Jacques Bénigne Bossuet (Dijon 1627—París 1704) fue un insigne
escritor, predicador y prelado francés que desarrolló su vida terrenal durante
la mayor parte del siglo XVII, época de expansión política y cultural del reino
de Francia. Por aquel entonces Francia brillaba en todos los órdenes culturales;
sobresalía en la creación de academias, y daba pruebas constantes de admirable
vitalidad en asuntos religiosos. No en vano el antiguo solar galo acabó
convirtiéndose en el principal foco europeo de las disputas teológicas. Además, en el
siglo XVII Francia reemplazó a España como primera potencia militar europea. Su victoria
en Rocroi (1643) frente a los tercios españoles dio comienzo a una etapa de
hegemonía francesa que pudo consolidarse durante todo el siglo XVIII gracias a
figuras como el Rey Sol, Mazarino o Richelieu.
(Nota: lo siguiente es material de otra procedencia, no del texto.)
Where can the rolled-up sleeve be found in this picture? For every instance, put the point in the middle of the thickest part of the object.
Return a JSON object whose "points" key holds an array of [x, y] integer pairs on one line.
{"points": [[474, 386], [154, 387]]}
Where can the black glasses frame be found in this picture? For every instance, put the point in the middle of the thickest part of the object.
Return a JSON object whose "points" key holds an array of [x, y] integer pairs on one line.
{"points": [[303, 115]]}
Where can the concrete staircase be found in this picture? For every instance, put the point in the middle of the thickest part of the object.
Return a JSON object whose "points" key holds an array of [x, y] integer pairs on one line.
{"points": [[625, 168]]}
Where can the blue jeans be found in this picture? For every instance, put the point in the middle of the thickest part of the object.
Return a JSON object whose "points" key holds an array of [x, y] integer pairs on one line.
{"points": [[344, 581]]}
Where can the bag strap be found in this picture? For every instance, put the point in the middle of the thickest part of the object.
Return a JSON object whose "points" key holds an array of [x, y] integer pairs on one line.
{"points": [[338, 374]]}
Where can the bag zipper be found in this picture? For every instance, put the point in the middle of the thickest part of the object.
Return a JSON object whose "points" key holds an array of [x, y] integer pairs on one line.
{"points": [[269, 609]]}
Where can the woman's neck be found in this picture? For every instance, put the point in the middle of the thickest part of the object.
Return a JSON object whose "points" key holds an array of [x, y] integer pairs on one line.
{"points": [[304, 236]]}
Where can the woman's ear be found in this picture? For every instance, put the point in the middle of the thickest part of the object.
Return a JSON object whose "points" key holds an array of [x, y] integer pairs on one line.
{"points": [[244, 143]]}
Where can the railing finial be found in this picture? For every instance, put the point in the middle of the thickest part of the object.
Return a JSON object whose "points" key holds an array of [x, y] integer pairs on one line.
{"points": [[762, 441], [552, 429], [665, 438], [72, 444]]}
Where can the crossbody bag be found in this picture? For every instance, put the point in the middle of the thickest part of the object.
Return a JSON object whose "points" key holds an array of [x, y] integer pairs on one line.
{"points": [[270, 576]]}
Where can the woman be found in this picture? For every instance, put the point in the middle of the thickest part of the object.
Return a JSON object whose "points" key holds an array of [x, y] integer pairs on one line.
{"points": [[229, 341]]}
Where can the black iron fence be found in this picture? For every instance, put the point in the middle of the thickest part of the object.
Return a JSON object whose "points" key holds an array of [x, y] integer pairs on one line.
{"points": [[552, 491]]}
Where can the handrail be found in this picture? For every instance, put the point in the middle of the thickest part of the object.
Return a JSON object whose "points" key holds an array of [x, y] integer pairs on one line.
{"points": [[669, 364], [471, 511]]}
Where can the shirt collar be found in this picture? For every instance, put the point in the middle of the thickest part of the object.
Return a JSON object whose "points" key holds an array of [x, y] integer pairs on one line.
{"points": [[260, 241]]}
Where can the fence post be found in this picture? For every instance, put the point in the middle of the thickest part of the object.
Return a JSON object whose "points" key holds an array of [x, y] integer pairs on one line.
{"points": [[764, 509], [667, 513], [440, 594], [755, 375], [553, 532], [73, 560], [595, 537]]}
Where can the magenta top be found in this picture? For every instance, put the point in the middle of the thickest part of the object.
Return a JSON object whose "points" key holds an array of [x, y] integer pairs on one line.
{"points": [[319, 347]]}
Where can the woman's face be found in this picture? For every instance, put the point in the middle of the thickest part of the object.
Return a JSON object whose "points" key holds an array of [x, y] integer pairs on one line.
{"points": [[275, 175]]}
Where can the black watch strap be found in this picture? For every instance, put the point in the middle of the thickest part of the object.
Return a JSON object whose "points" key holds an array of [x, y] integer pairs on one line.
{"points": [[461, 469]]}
Nuestro hombre nació en este marco, y desde luego también contribuyó al esplendor francés, renovando la vida cristiana con sus discursos y escritos y elevando el grado de instrucción de la monarquía y la nobleza desde sus cátedras. Bossuet fue primero obispo en Condom, y luego lo fue de Meaux, siendo nombrado, entre tanto, preceptor del delfín Luis de Francia (1661-1711), hijo mayor y heredero del rey Luis XIV y la reina María Teresa de Austria. Precisamente para instruir al Gran Delfín, Bossuet escribió el Discurso sobre la historia universal (1681).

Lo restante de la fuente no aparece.